In July, the Treasury Department released a study cataloguing the ways our deplorable tax code restricts U.S. competitiveness. "Our tax system,” it said, “disrupts and distorts a vast array of business and investment decisions" that "lowers the productive capacity of the economy and reduces living standards." Ultimately, Treasury Secretary Hank Paulson explained, “our workers pay the price.”
Paulson wants lawmakers on Capitol Hill to follow the lead of other industrialized nations and lower U.S. corporate tax rates. He also advocates pruning the corporate code of “complex, targeted provisions; depreciation schedules without clear rationale; taxation of capital income that discourages saving and investment; and, double taxation of corporate profits that can lead to misallocation of capital.” Why? According to the Tax Foundation, the top U.S. corporate rate of 39.3% (the combined federal and state rate) is second only to Japan’s 39.5% top rate. This decades-old trend accelerated in 2006 when five large industrialized countries cut their corporate income tax rates further; eight more, including Germany, plan to do so by January.
Paulson’s message must have reached Rep. Charles Rangel (D-N.Y.), who chairs the tax-writing House Ways and Means Committee, but apparently, it only penetrated the supply side of his brain. Last week he unveiled an ambitious, but schizophrenic, tax-reform plan that is downright Reaganesque (for the most part) on corporate taxation, but succumbs to the siren song of class warfare on individual taxation.
Rangel targets “unfairness” in the tax code, especially the Alternative Minimum Tax (AMT). Created in 1969, Congress enacted the AMT to extract tax payments from wealthy individuals who were using legal deductions to avoid all income tax liability. The AMT cancels many popular tax deductions for high-income filers.
But, because Congress didn’t index the AMT to inflation, it has begun to ensnare more and more unsuspecting taxpayers. Last year, it hit 4 million; by 2010, one in three taxpayers could be paying this “millionaires” tax.
Rangel is right: The AMT must go.
But when tax policy threatens to disrupt the oxygen supply of the modern welfare state, liberals don their boxing gloves. This accidental tax, after all, will accidentally raise close to $1 trillion over the next decade. Liberals won’t return those dollars to the taxpayers without a fight.
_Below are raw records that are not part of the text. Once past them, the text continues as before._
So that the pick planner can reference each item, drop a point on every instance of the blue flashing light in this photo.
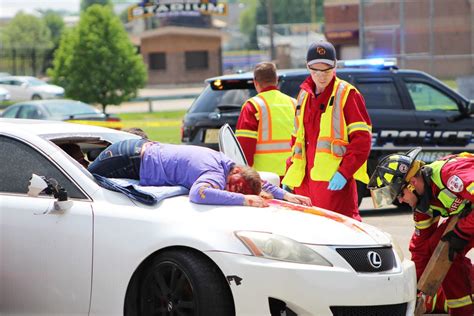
(369, 63)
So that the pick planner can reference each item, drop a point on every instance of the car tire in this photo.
(181, 282)
(361, 191)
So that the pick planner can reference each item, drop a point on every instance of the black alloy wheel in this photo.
(167, 291)
(180, 283)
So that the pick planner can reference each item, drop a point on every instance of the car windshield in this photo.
(66, 109)
(35, 82)
(210, 99)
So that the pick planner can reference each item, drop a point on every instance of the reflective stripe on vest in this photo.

Thus, Rangel’s legislative blueprint would keep those dollars flowing to Washington. Rangel proposes to replace the AMT with perhaps the largest tax increase in history - a new 4% surcharge on single and married filers with incomes of $150,000 and $200,000, respectively. The surcharge would be set even higher -- 4.6% -- for those with incomes above $500,000. He also has additional tax increases in mind for savers, investors and entrepreneurs.
Because his blueprint envisions allowing the Bush tax cuts to expire, it would effectively increase the top marginal tax rate from 35% to 44.2%. The current tax burden -- i.e., the amount that would be collected if the Bush tax cuts were extended and Congress continued its recent practice of “patching” the AMT -- would explode by $3.5 trillion over the next decade. Yet Rangel doesn’t consider this $3.5 trillion a tax increase. Only Washington liberals can argue that your exploding tax bill isn’t really a tax increase!
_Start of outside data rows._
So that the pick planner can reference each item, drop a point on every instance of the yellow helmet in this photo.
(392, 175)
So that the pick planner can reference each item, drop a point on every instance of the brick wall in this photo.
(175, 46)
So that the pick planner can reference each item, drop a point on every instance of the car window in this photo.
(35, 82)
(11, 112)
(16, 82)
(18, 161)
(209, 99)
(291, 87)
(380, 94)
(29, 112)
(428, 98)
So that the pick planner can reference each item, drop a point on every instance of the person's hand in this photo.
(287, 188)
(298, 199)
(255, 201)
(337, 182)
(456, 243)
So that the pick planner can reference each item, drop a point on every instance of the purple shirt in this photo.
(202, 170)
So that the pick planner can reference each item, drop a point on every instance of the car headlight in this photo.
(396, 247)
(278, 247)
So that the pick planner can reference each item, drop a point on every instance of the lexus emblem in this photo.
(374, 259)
From an international perspective, the higher rates move our tax code in exactly the wrong direction. Most countries have abandoned the sort of confiscatory marginal tax rates that prevailed when Ronald Reagan was first elected. According to The Heritage Foundation’s Index of Economic Freedom, the highest marginal rate in the world today -- Chad’s 65% -- is lower than the top U.S. rate (70%) in 1980.
With our current top rate of 35%, the U.S. ranks 84th in the world, tied with such economic powerhouses as Rwanda, Ethiopia, Sierra Leone and Azerbaijan. Under Rangel’s proposal, the U.S. would plummet to 132nd, alongside moribund European welfare states such as Spain, France, Denmark, the Netherlands and Sweden. Add in state tax burdens, and the picture darkens: Taxpayers in 29 states face top rates of 6% or more, enough to push their combined federal-state tax rate above 50%.
On the corporate side, though, Rangel donned a rare supply-side hat. He proposed a significant drop in the top corporate rate, from 35% to 30.5%, and the elimination of various corporate tax deductions.
Of course, we could do better. The Treasury study estimates that we could lower the top corporate rate to 27% simply by eliminating special-interest deductions and redirecting those lost revenues to rate cuts.
The rest of the world isn’t waiting. Time to catch the wave.